[2] Элькин Виктор Давидович, член-корреспондент Академии информатики.
На следующий день нас в одном "воронке" перевезли на Большую Лубянку во Внутреннюю тюрьму. "Воронок" для подследственных. У каждого своя ячейка. Когда Тарасова усаживали в машину, я слышал его голос.
В апреле, когда мне предстояло подписывать 206 статью об окончании следствия, я с особым вниманием перечитал самый первый протокол допроса. Запись о том, что у нас с Тарасовым была очная ставка, отсутствовала...

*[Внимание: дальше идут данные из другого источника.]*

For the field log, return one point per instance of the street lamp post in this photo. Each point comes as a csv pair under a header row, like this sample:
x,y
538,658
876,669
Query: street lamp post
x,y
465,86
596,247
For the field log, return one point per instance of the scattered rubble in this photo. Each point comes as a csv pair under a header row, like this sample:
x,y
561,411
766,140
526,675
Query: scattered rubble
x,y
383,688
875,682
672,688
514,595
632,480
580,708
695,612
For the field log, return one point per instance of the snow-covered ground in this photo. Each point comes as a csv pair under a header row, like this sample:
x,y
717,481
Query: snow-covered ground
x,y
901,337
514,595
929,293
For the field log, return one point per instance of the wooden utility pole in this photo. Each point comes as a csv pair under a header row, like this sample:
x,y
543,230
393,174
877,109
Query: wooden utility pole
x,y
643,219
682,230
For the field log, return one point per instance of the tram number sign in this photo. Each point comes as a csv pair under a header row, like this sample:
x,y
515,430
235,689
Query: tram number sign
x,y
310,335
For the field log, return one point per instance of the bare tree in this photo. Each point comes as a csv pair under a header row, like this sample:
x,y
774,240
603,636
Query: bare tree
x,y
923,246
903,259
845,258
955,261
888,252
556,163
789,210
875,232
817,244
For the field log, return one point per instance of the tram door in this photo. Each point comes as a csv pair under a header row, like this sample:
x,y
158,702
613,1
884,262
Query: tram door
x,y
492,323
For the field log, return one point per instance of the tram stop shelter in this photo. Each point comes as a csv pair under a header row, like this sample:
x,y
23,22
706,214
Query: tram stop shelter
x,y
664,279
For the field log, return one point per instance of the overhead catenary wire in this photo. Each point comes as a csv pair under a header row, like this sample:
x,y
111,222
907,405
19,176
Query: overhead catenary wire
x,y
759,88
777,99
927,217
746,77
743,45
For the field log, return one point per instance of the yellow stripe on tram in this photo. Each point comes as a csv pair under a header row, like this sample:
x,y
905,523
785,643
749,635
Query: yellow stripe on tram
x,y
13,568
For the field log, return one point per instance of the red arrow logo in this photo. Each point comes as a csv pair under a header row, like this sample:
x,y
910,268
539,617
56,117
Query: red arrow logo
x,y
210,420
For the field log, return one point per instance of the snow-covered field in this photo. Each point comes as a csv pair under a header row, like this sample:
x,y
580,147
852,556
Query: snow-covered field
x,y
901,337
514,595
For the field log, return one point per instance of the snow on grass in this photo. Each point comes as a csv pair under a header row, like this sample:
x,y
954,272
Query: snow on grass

Тогда же я был ознакомлен с протоколами допросов всех девяти моих однодельцев. В конвертах, приклеенных к обложке каждого дела, лежали фотографии. Особенно долго я разглядывал лицо Алексея Шубина. Его настоящее имя было Виктор, Виктор Исаевич Белкин. Студент 4-го курса исторического факультета Воронежского университета. Большие темные глаза. Черты лица очень определенные, резкие. Фотография так сильно отпечаталась в памяти, что когда почти через пятнадцать лет я встречусь с Белкиным лицом к лицу, то узнаю его сразу же. До 1947 года Белкин вместе с Тарасовым учился в МГИМО, откуда его исключили как неблагонадежного. Белкин уехал в Воронеж к родителям, и это, видимо, спасло его от слишком раннего ареста. В МГИМО Белкин поступил только благодаря тому, что смог продемонстрировать экзаменаторам весьма глубокие знания по всем предметам. Белкин тоже свободно владел немецким языком. Отец Белкина окончил медицинский факультет знаменитого Гейдельбергского университета, и в доме иногда говорили по-немецки. Кроме того, природа одарила Белкина феноменальной памятью. На пересылке Тарасов с грустной улыбкой рассказывал мне, что очевидная и яркая одаренность Белкина многих смущала, а иногда и просто раздражала. И только очень немногих Белкин всегда восхищал. Среди них был и Тарасов. Потому они и подружились.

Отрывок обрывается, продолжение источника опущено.